The reason we do not remember past lives is because human memory starts with birth and the limitations of the physical brain. In my philosophy we have always existed as non physical spirits, and we incarnate in a physical body for experience sake.

According to theosophy we have a number of non physical bodies which interpenetrate one another. There is the etheric body which is a shell that channels consciousness down into the brain from the higher bodies, such as the astral and mental body. But the spirit is contained in the causal body, and all memory of past lives is contained in the causal body.
 
The reason we do not remember past lives is because human memory starts with birth and the limitations of the physical brain. In my philosophy we have always existed as non physical spirits, and we incarnate in a physical body for experience sake.

According to theosophy we have a number of non physical bodies which interpenetrate one another. There is the etheric body which is a shell that channels consciousness down into the brain from the higher bodies, such as the astral and mental body. But the spirit is contained in the causal body, and all memory of past lives is contained in the causal body.
One of the many theories you can find about life before birth/after death that abound. What a pity there is no way to test this before we die.
 
The reason we do not remember past lives is because human memory starts with birth and the limitations of the physical brain. In my philosophy we have always existed as non physical spirits, and we incarnate in a physical body for experience sake.

According to theosophy we have a number of non physical bodies which interpenetrate one another. There is the etheric body which is a shell that channels consciousness down into the brain from the higher bodies, such as the astral and mental body. But the spirit is contained in the causal body, and all memory of past lives is contained in the causal body.

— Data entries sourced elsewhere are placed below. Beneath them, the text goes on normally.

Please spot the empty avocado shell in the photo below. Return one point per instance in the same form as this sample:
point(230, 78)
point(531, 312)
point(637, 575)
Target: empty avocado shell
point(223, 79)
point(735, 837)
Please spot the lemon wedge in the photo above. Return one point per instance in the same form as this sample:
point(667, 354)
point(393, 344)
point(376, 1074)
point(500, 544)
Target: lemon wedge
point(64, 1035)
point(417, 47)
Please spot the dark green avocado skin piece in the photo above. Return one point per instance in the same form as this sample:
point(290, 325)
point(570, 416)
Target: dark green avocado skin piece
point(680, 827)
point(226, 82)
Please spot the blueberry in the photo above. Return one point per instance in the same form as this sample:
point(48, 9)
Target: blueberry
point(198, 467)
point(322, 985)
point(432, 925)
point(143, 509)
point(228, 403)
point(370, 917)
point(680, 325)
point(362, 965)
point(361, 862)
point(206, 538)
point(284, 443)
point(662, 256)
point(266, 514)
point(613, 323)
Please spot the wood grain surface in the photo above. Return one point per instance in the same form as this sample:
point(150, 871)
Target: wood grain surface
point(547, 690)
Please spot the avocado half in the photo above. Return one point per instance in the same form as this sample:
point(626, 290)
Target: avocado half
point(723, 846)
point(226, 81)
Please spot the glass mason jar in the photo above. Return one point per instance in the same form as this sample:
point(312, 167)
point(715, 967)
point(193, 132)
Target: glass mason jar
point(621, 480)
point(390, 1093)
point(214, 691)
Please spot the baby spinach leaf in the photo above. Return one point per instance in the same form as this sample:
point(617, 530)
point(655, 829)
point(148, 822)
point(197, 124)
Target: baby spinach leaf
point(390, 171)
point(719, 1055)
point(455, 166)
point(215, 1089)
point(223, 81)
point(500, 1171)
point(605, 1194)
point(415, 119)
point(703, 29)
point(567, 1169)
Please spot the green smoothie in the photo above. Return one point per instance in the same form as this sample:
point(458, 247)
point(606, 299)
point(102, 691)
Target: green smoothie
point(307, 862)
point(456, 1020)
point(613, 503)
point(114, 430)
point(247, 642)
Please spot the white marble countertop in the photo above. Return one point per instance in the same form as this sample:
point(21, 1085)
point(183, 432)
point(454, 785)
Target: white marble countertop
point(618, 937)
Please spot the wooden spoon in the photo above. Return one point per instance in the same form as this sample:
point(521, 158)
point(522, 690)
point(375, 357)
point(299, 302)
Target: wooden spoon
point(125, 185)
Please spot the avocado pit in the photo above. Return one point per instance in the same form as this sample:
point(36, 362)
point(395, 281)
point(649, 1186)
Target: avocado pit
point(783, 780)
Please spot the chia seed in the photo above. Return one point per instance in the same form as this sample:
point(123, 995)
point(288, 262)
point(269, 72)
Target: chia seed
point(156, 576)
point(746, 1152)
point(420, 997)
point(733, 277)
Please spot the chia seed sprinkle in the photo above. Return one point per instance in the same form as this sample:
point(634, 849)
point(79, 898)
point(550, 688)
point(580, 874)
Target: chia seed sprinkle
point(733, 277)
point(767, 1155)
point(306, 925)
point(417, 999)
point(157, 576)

Cool story. Let me know when you figure out a practical application.
 
Sure there is a lot of religious/philosophical speculation on the subject of life before birth or life after death and reincarnation etc but there is absolutely no way that any of that speculation can be tested.
Yes, I don't know whether I existed in some form or another, the same with after my death. That's why I noted "At least that's what many people on this forum think". Maybe I should not write that way. But anyways, this is interesting because many famous people who didn't believe in afterlife claimed something similar to returning to the state before birth after dying, probably without realizing the ambiguity of such claim. Many atheists also use this idea when debating with religious / spiritual people, again, probably without realizing that this is somewhat an ambiguous claim. It can also be applied for reincarnation. Also from the scientific point of view if we have no reasons to think that the "death" before birth is principally different from the death that awaits us then this question is intriguing at least from a philosophical point of view.
 
much of the bulk of our cranial brain cells stay with us all life long - and I presume that much of the structural matter (cell membranes, DNA, mitochondriae...) also remain
Yes, most brain neurons live with the person and few if any neurons are produced, but the atoms might still change even in the long lived cells.
 
Yes, I don't know whether I existed in some form or another, the same with after my death. That's why I noted "At least that's what many people on this forum think". Maybe I should not write that way. But anyways, this is interesting because many famous people who didn't believe in afterlife claimed something similar to returning to the state before birth after dying, probably without realizing the ambiguity of such claim. Many atheists also use this idea when debating with religious / spiritual people, again, probably without realizing that this is somewhat an ambiguous claim. It can also be applied for reincarnation. Also from the scientific point of view if we have no reasons to think that the "death" before birth is principally different from the death that awaits us then this question is intriguing at least from a philosophical point of view.
There's nothing ambiguous about not existing, then existing, then not existing again.
 
Nothing ambiguous, let alone interesting, about this question. You exist if your body exists. Part of your body is a brain. When it's functioning normally, your brain produces a sense of self. When it quits functioning, that sense ceases to exist.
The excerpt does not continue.